Thermal Strain-Based Simplified Prediction of Thermal Deformation Caused by Flame Bending

• Main Authors: Se-Yun Hwang, Kyoung-Geun Park, Jeeyeon Heo, Jang-Hyun Lee
• Format: Article
• Language: English
• Published: MDPI AG 2021-02-01
• Series: Applied Sciences
• Subjects: plate deformation; heat-affected zone (HAZ); strain as direct boundary (SDB); line heating; flame bending
• Online Access: https://www.mdpi.com/2076-3417/11/5/2011

This paper describes a quick and accurate method for predicting thermal deformation due to flame bending of the curved plate located before and after the hull. Flame bending is a common method to deform the curved plate used in shipyards. Three-dimensional thermo-elasto-plastic analysis is known as the most accurate method for predicting deformed shape in the automation of frame bending. However, the three-dimensional analysis takes a lot of computational time.

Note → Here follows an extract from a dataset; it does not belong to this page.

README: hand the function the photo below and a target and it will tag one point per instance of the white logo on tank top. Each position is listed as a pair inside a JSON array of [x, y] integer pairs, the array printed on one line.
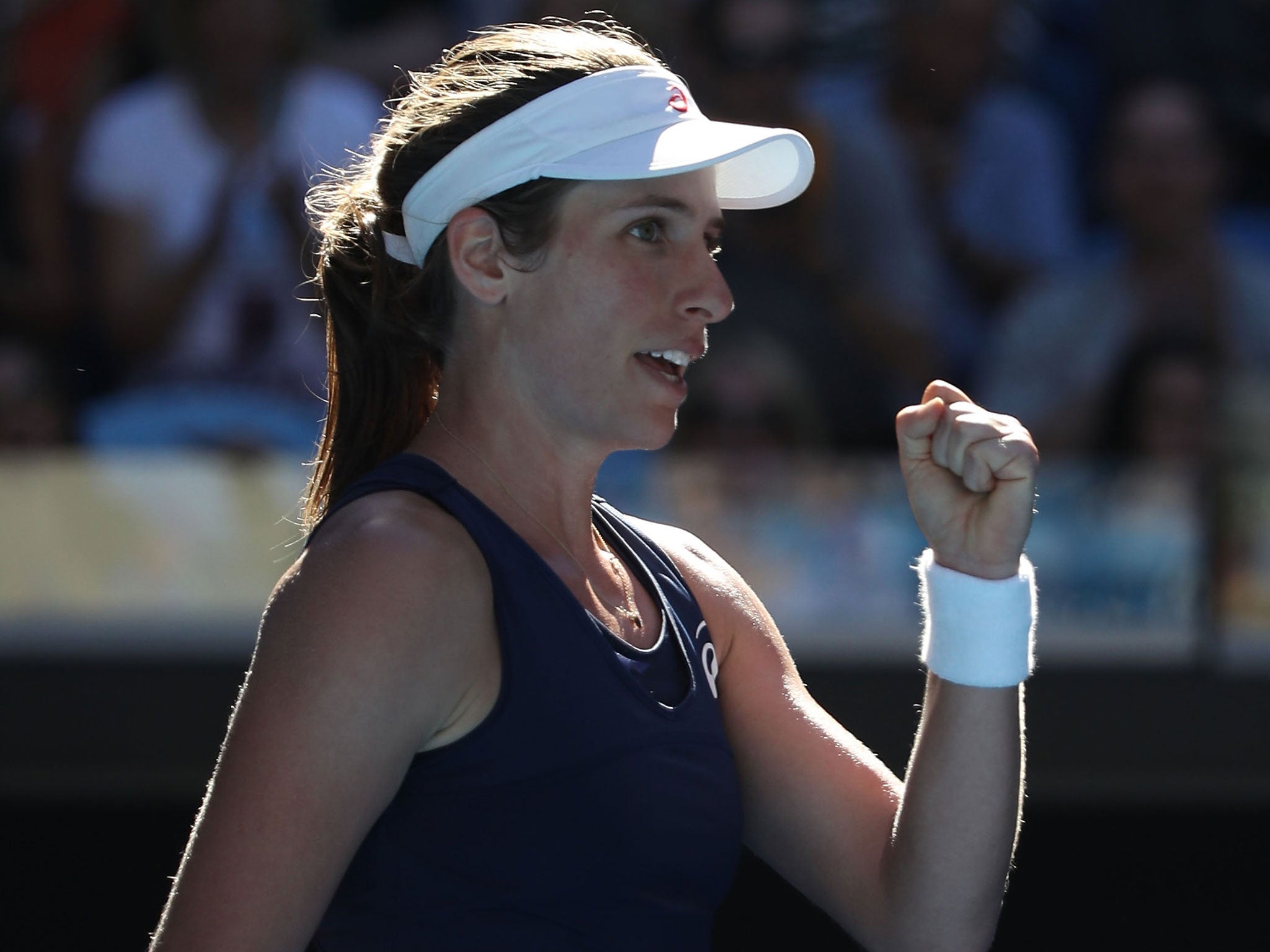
[[709, 660]]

The quick prediction method, strain as direct boundary (SDB), was introduced, which is a simplified prediction method based on thermal strain. This simplified method implements an equivalent load as a temperature difference that can simulate thermal deformation by flame. In the case of multiple heating lines by the flame bending, the residual strain generated by the first heating line affects the other lines. To consider the effect of residual strain, the plastic material properties are also considered. Then, the distance ratio from the center line is used to generate the same temperature field in grid mesh. The results of the prediction were evaluated for the heat affected zone (HAZ) of the specimen obtained through the flame bending experiment. Therefore, this paper introduced detail procedure of the proposed SDB method and the experimental results for the practical application.